Si me preguntas si guarda un plot twist, la respuesta corta es sí, pero más en plural: hay varias sorpresas y giros de rumbo. La temporada deja caer pequeñas revelaciones (el búnker secreto y la implicación rusa bajo el Starcourt Mall), luego escala a cosas más personales: la posesión de un personaje clave por parte del ente del Otro Lado y, al final, una escena que muchos interpretaron como una pérdida definitiva. Ese desenlace funciona como un golpe porque cambia la dinámica del grupo y deja a algunos personajes en un lugar muy distinto del que esperabas. Además, durante los créditos aparece una imagen que insinúa que no todo está cerrado, lo que para mí fue un giro fino pero eficaz: no es un “¡no te lo esperabas!” tipo truco barato, sino una manera de abrir nuevas preguntas.

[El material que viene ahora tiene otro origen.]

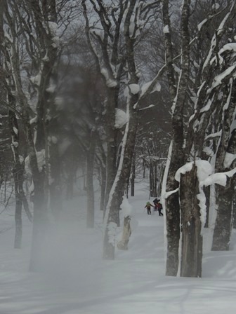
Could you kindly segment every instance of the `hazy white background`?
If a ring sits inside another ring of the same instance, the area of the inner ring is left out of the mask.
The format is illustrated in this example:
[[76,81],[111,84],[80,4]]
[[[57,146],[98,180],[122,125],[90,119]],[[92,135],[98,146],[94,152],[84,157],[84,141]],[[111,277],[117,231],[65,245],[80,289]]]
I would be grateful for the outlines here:
[[48,236],[44,274],[28,272],[30,223],[24,216],[22,248],[14,250],[13,207],[5,210],[0,215],[0,314],[235,313],[235,230],[231,251],[204,252],[202,278],[165,277],[164,217],[144,210],[148,183],[136,188],[129,199],[133,232],[128,251],[117,250],[115,261],[102,260],[99,202],[95,228],[88,230],[86,197],[78,193],[65,201],[62,223]]

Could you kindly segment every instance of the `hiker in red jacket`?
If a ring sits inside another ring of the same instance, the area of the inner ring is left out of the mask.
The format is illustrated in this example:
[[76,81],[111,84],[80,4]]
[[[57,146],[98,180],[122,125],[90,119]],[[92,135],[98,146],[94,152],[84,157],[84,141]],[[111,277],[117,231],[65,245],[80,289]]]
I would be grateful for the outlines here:
[[147,202],[146,205],[144,208],[147,208],[148,214],[151,214],[151,206],[152,207],[154,207],[154,206],[150,202]]
[[162,212],[162,204],[160,202],[160,200],[158,200],[157,203],[157,210],[159,212],[159,216],[163,216],[163,214]]

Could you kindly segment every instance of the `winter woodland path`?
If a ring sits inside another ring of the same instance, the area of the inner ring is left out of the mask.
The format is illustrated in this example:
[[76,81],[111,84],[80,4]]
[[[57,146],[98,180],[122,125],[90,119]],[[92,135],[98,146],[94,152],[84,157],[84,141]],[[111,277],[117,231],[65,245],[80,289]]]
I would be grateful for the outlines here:
[[[225,308],[232,314],[235,251],[206,254],[202,279],[165,277],[164,218],[144,211],[145,184],[136,195],[129,200],[133,210],[129,250],[117,251],[113,261],[101,259],[102,213],[96,210],[94,229],[84,226],[84,197],[67,203],[57,235],[48,238],[53,250],[48,245],[46,274],[27,272],[26,219],[22,250],[12,248],[14,228],[1,233],[0,314],[222,314]],[[12,214],[1,215],[1,227],[13,226]]]

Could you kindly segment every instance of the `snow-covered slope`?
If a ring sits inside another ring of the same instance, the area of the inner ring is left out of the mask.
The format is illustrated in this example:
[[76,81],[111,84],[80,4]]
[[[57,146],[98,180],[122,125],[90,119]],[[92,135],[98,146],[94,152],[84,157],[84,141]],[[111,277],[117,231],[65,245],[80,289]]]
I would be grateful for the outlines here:
[[103,213],[97,208],[96,226],[86,229],[86,200],[78,196],[65,201],[62,222],[48,239],[43,274],[27,271],[30,223],[24,217],[22,249],[14,250],[13,210],[5,210],[0,216],[0,314],[233,313],[235,250],[206,252],[202,278],[165,277],[164,217],[144,210],[147,183],[136,188],[129,199],[128,251],[117,251],[115,261],[102,260]]

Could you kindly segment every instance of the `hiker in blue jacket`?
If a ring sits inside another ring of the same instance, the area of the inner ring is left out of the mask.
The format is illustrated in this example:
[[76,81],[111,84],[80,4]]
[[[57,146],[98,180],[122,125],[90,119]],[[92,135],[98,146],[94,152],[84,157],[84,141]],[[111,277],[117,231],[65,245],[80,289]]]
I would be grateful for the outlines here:
[[146,205],[144,208],[147,208],[148,214],[151,214],[151,206],[152,207],[154,207],[154,206],[150,202],[147,202]]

A nivel emocional, lo que más me impactó fue cómo esos giros se usan para reforzar las relaciones entre los personajes: las sorpresas no son solo trucos de guion, sino herramientas para que las decisiones tengan consecuencias reales. Personalmente disfruté más los giros que afectan a la dinámica grupal que los que buscan sorprender por sorpresa; me dejaron con ganas de ver cómo evoluciona la mirada de la serie sobre la juventud, el sacrificio y la idea de que la paz siempre parece temporal. En definitiva, «Stranger Things» temporada 3 sí tiene giros importantes, pero su efecto depende mucho de cuánto te importen los personajes: si los quieres, te pegan fuerte; si vas solo por el shock, puede que esperes algo más espectacular.